= Karl Wilhelm Piderit =

Karl Wilhelm Piderit (20 March 1815, in Witzenhausen - 27 May 1875, in Hanau) was a German classical philologist and educator.

From 1833 he studied at the University of Marburg, receiving his doctorate with a dissertation on the rhetorician Hermagoras of Temnos, titled Commentatio De Hermagora rhetora. In 1837 he became an apprentice-teacher at the gymnasium in Hersfeld, and two years later began teaching classes at a grammar school in Marburg. In 1844 he returned to Hersfeld as a teacher, and from 1850 performed similar duties at the gymnasium in Kassel.
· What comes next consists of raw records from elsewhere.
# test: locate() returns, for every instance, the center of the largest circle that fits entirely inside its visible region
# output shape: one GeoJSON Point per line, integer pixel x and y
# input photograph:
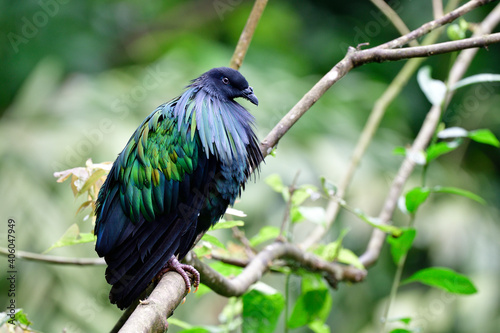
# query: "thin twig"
{"type": "Point", "coordinates": [286, 216]}
{"type": "Point", "coordinates": [367, 134]}
{"type": "Point", "coordinates": [437, 8]}
{"type": "Point", "coordinates": [425, 134]}
{"type": "Point", "coordinates": [54, 259]}
{"type": "Point", "coordinates": [381, 55]}
{"type": "Point", "coordinates": [394, 18]}
{"type": "Point", "coordinates": [247, 34]}
{"type": "Point", "coordinates": [428, 27]}
{"type": "Point", "coordinates": [355, 58]}
{"type": "Point", "coordinates": [263, 261]}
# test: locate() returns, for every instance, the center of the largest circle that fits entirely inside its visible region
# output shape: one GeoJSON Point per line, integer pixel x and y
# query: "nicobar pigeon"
{"type": "Point", "coordinates": [174, 179]}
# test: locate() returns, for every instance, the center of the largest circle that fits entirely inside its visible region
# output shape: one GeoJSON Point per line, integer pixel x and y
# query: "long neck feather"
{"type": "Point", "coordinates": [224, 126]}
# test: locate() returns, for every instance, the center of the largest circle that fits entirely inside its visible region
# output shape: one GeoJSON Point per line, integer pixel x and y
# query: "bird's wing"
{"type": "Point", "coordinates": [153, 177]}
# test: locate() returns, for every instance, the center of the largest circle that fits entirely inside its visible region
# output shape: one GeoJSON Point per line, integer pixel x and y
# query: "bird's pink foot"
{"type": "Point", "coordinates": [174, 265]}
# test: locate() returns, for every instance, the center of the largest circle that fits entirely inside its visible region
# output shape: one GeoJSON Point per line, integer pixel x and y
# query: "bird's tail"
{"type": "Point", "coordinates": [134, 263]}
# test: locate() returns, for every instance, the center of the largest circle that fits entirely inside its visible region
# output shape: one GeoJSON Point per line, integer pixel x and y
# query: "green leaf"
{"type": "Point", "coordinates": [275, 182]}
{"type": "Point", "coordinates": [295, 215]}
{"type": "Point", "coordinates": [227, 224]}
{"type": "Point", "coordinates": [22, 318]}
{"type": "Point", "coordinates": [405, 320]}
{"type": "Point", "coordinates": [458, 191]}
{"type": "Point", "coordinates": [328, 187]}
{"type": "Point", "coordinates": [72, 236]}
{"type": "Point", "coordinates": [402, 244]}
{"type": "Point", "coordinates": [479, 78]}
{"type": "Point", "coordinates": [434, 90]}
{"type": "Point", "coordinates": [265, 234]}
{"type": "Point", "coordinates": [180, 323]}
{"type": "Point", "coordinates": [313, 304]}
{"type": "Point", "coordinates": [437, 149]}
{"type": "Point", "coordinates": [330, 251]}
{"type": "Point", "coordinates": [313, 214]}
{"type": "Point", "coordinates": [302, 194]}
{"type": "Point", "coordinates": [91, 181]}
{"type": "Point", "coordinates": [262, 307]}
{"type": "Point", "coordinates": [415, 197]}
{"type": "Point", "coordinates": [348, 257]}
{"type": "Point", "coordinates": [443, 278]}
{"type": "Point", "coordinates": [213, 240]}
{"type": "Point", "coordinates": [399, 151]}
{"type": "Point", "coordinates": [484, 136]}
{"type": "Point", "coordinates": [454, 32]}
{"type": "Point", "coordinates": [307, 308]}
{"type": "Point", "coordinates": [318, 326]}
{"type": "Point", "coordinates": [452, 132]}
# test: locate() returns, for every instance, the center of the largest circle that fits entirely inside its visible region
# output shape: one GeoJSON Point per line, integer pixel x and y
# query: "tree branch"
{"type": "Point", "coordinates": [170, 291]}
{"type": "Point", "coordinates": [346, 64]}
{"type": "Point", "coordinates": [54, 259]}
{"type": "Point", "coordinates": [151, 315]}
{"type": "Point", "coordinates": [381, 55]}
{"type": "Point", "coordinates": [367, 134]}
{"type": "Point", "coordinates": [247, 34]}
{"type": "Point", "coordinates": [425, 134]}
{"type": "Point", "coordinates": [427, 27]}
{"type": "Point", "coordinates": [396, 21]}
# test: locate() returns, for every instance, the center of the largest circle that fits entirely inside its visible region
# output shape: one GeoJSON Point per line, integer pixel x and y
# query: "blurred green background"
{"type": "Point", "coordinates": [77, 77]}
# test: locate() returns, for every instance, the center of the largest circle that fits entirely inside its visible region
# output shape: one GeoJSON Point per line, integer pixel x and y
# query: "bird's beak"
{"type": "Point", "coordinates": [248, 94]}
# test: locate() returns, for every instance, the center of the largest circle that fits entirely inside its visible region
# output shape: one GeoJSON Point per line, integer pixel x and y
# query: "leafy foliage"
{"type": "Point", "coordinates": [443, 278]}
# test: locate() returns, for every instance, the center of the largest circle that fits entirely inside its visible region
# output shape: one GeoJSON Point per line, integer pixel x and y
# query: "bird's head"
{"type": "Point", "coordinates": [226, 83]}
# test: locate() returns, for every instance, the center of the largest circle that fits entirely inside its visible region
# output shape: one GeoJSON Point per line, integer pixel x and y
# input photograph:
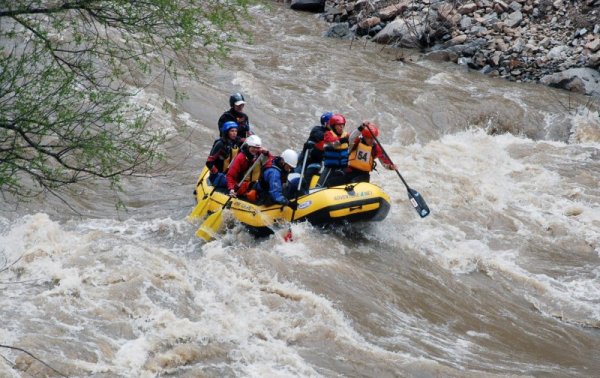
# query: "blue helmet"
{"type": "Point", "coordinates": [228, 126]}
{"type": "Point", "coordinates": [325, 118]}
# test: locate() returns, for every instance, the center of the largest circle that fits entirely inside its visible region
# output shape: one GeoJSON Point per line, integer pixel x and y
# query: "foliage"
{"type": "Point", "coordinates": [66, 112]}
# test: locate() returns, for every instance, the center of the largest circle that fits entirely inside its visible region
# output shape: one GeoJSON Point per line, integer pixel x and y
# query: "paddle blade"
{"type": "Point", "coordinates": [199, 211]}
{"type": "Point", "coordinates": [211, 225]}
{"type": "Point", "coordinates": [418, 202]}
{"type": "Point", "coordinates": [288, 236]}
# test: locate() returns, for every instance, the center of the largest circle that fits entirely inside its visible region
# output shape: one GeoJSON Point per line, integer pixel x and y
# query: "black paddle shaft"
{"type": "Point", "coordinates": [415, 197]}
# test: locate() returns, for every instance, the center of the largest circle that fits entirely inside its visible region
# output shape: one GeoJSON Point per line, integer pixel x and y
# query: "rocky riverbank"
{"type": "Point", "coordinates": [555, 42]}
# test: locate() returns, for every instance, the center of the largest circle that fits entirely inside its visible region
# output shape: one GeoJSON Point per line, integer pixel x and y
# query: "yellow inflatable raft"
{"type": "Point", "coordinates": [356, 202]}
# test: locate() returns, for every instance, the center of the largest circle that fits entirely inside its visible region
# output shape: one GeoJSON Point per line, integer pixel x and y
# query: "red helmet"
{"type": "Point", "coordinates": [373, 133]}
{"type": "Point", "coordinates": [337, 119]}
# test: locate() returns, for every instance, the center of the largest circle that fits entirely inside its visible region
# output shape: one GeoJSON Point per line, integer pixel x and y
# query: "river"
{"type": "Point", "coordinates": [501, 279]}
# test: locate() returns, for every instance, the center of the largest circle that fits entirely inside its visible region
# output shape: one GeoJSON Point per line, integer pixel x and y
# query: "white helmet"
{"type": "Point", "coordinates": [253, 141]}
{"type": "Point", "coordinates": [290, 157]}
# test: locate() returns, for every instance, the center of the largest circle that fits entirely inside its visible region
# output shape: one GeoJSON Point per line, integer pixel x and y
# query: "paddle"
{"type": "Point", "coordinates": [202, 206]}
{"type": "Point", "coordinates": [415, 197]}
{"type": "Point", "coordinates": [288, 236]}
{"type": "Point", "coordinates": [211, 225]}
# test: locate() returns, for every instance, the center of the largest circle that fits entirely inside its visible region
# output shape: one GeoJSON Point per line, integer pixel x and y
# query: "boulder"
{"type": "Point", "coordinates": [580, 80]}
In 1853 he was appointed director of the Hanau gymnasium, a position he maintained up until his death in 1875.

== Published works ==
He is best remembered for his scholarly editions of Cicero, of which, he published:
- De oratore (1862; 6th edition, 3 volumes 1886–90).
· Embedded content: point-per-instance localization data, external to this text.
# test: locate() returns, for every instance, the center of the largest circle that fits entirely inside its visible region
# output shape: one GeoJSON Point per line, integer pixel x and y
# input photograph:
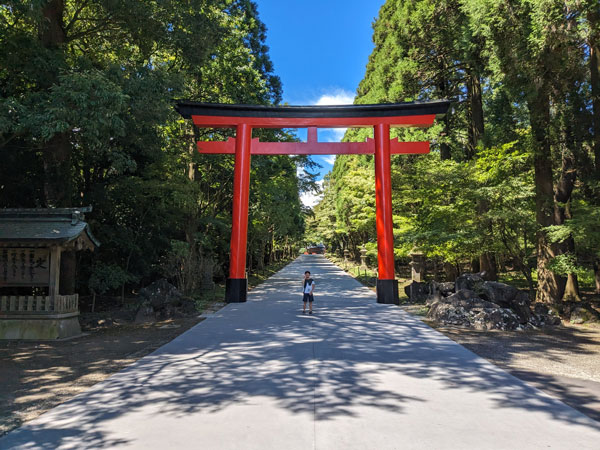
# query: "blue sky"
{"type": "Point", "coordinates": [320, 50]}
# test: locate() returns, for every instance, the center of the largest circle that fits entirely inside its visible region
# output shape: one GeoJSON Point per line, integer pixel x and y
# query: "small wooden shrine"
{"type": "Point", "coordinates": [31, 243]}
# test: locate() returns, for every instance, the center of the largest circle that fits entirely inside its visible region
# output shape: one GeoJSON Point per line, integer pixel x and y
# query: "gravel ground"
{"type": "Point", "coordinates": [562, 361]}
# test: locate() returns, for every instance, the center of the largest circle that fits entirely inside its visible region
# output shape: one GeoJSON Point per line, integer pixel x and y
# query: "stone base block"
{"type": "Point", "coordinates": [387, 292]}
{"type": "Point", "coordinates": [236, 290]}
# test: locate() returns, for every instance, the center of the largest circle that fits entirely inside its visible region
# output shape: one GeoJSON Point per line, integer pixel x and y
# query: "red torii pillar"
{"type": "Point", "coordinates": [246, 117]}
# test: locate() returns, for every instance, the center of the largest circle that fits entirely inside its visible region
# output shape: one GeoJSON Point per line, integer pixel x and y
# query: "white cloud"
{"type": "Point", "coordinates": [337, 97]}
{"type": "Point", "coordinates": [310, 198]}
{"type": "Point", "coordinates": [329, 159]}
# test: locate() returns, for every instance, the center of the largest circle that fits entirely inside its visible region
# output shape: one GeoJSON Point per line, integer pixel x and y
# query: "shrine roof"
{"type": "Point", "coordinates": [438, 108]}
{"type": "Point", "coordinates": [52, 226]}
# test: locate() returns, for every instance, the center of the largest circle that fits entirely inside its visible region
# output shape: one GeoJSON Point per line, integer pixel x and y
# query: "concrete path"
{"type": "Point", "coordinates": [356, 375]}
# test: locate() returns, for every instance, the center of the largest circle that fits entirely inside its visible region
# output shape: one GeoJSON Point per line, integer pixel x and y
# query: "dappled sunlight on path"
{"type": "Point", "coordinates": [355, 374]}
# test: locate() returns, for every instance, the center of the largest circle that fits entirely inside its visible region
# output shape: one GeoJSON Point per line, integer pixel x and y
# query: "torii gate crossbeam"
{"type": "Point", "coordinates": [380, 117]}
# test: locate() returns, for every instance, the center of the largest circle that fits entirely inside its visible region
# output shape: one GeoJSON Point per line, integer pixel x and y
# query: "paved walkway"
{"type": "Point", "coordinates": [356, 375]}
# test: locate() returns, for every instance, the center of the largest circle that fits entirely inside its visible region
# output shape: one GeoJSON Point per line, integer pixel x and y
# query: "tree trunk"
{"type": "Point", "coordinates": [487, 263]}
{"type": "Point", "coordinates": [562, 201]}
{"type": "Point", "coordinates": [594, 42]}
{"type": "Point", "coordinates": [451, 272]}
{"type": "Point", "coordinates": [550, 287]}
{"type": "Point", "coordinates": [476, 122]}
{"type": "Point", "coordinates": [68, 272]}
{"type": "Point", "coordinates": [597, 275]}
{"type": "Point", "coordinates": [571, 289]}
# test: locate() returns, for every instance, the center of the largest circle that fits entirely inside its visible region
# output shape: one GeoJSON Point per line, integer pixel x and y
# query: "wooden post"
{"type": "Point", "coordinates": [387, 286]}
{"type": "Point", "coordinates": [237, 283]}
{"type": "Point", "coordinates": [54, 272]}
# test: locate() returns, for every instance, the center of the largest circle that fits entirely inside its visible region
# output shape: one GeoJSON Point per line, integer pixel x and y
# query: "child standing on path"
{"type": "Point", "coordinates": [309, 287]}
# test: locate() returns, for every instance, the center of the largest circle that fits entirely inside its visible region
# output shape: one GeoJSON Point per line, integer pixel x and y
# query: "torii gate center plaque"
{"type": "Point", "coordinates": [380, 117]}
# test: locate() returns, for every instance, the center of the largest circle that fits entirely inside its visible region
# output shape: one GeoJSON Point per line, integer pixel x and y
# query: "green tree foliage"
{"type": "Point", "coordinates": [87, 116]}
{"type": "Point", "coordinates": [513, 175]}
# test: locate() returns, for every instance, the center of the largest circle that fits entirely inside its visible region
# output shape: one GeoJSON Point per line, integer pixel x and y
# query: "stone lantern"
{"type": "Point", "coordinates": [363, 258]}
{"type": "Point", "coordinates": [417, 266]}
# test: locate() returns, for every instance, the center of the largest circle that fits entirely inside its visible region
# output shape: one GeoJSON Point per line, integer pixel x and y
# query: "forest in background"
{"type": "Point", "coordinates": [513, 180]}
{"type": "Point", "coordinates": [87, 117]}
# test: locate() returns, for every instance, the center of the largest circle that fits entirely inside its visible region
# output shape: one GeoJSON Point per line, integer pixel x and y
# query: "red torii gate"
{"type": "Point", "coordinates": [246, 117]}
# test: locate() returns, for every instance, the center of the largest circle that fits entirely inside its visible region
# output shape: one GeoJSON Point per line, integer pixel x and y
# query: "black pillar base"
{"type": "Point", "coordinates": [236, 290]}
{"type": "Point", "coordinates": [387, 292]}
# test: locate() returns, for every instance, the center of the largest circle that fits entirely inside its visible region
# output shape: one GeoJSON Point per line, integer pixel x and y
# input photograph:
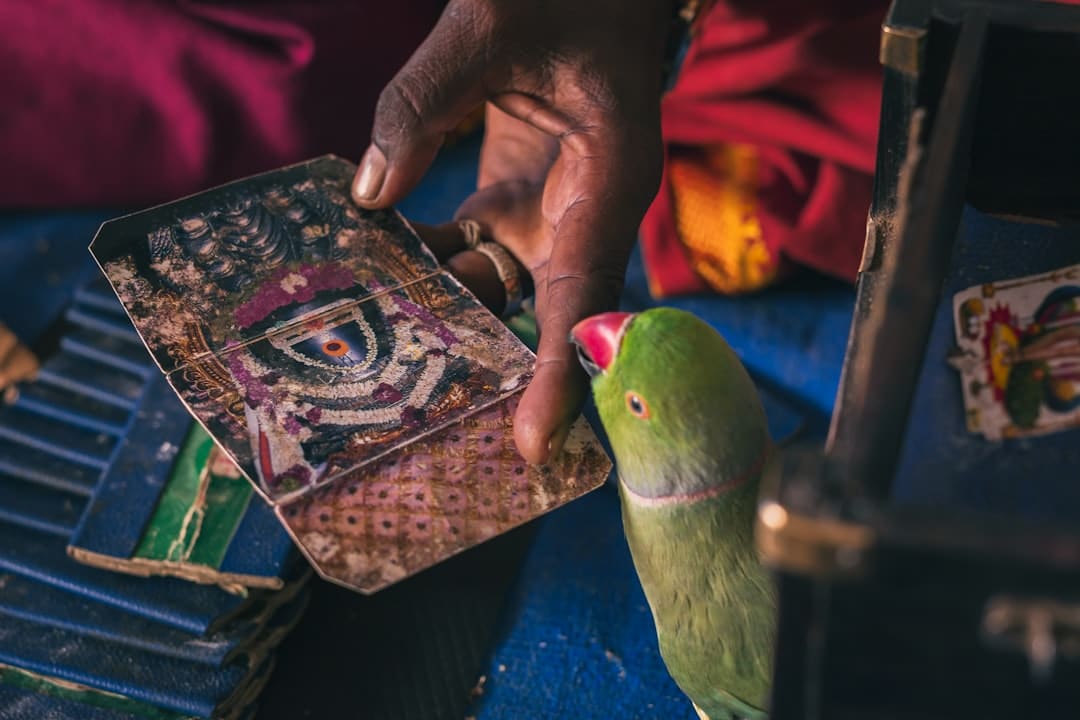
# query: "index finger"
{"type": "Point", "coordinates": [594, 235]}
- Partitiones oratoriae (2nd edition, 1867).
- Brutus (3rd edition, 1889).
Piderit was also the author of:
- De Apollodoro Pergameno et Theodoro Gadarensi rhetoribus, 1842 - On Apollodorus of Pergamon and Theodorus of Gadara.
- Sophokleische Studien (2 parts, 1856–57) - Sophocles studies
Following the death of theologian August Friedrich Christian Vilmar in 1868, Piderit released several editions of his works:
- Ein Weihnachtsspiel aus einer Handschrift des 15. Jahrhunderts, 1869 (edition of Vilmar) - A Christmas play from a manuscript of the 15th century.
- Lebensbilder deutscher Dichter, 1869 (edition of Vilmar) - Biography of a German poet.
- Luther, Melanchthon, Zwingli: nebst einem Anhang: Das evangelische Kirchenlied, 1869 (edition of Vilmar) - Martin Luther, Philip Melanchthon, Huldrych Zwingli: with an appendix: An evangelical hymn.
- Die Augsburgische Confession, 1870 (edition of Vilmar) - The Augsburg Confession.
- Die Lehre vom geistlichen Amt, 1870 (edition of Vilmar) - The doctrine of the ministry.
- Die genieperiode. Ein vortrag von A.F.C. Vilmar. Supplement zu des verfassers Literaturgeschichte, 1872 - The genius period: a lecture of August Friedrich Christian Vilmar: Supplement to the author's literary history.
- Lehrbuch der Pastoraltheologie, 1872 (edition of Vilar) - Textbook of pastoral theology.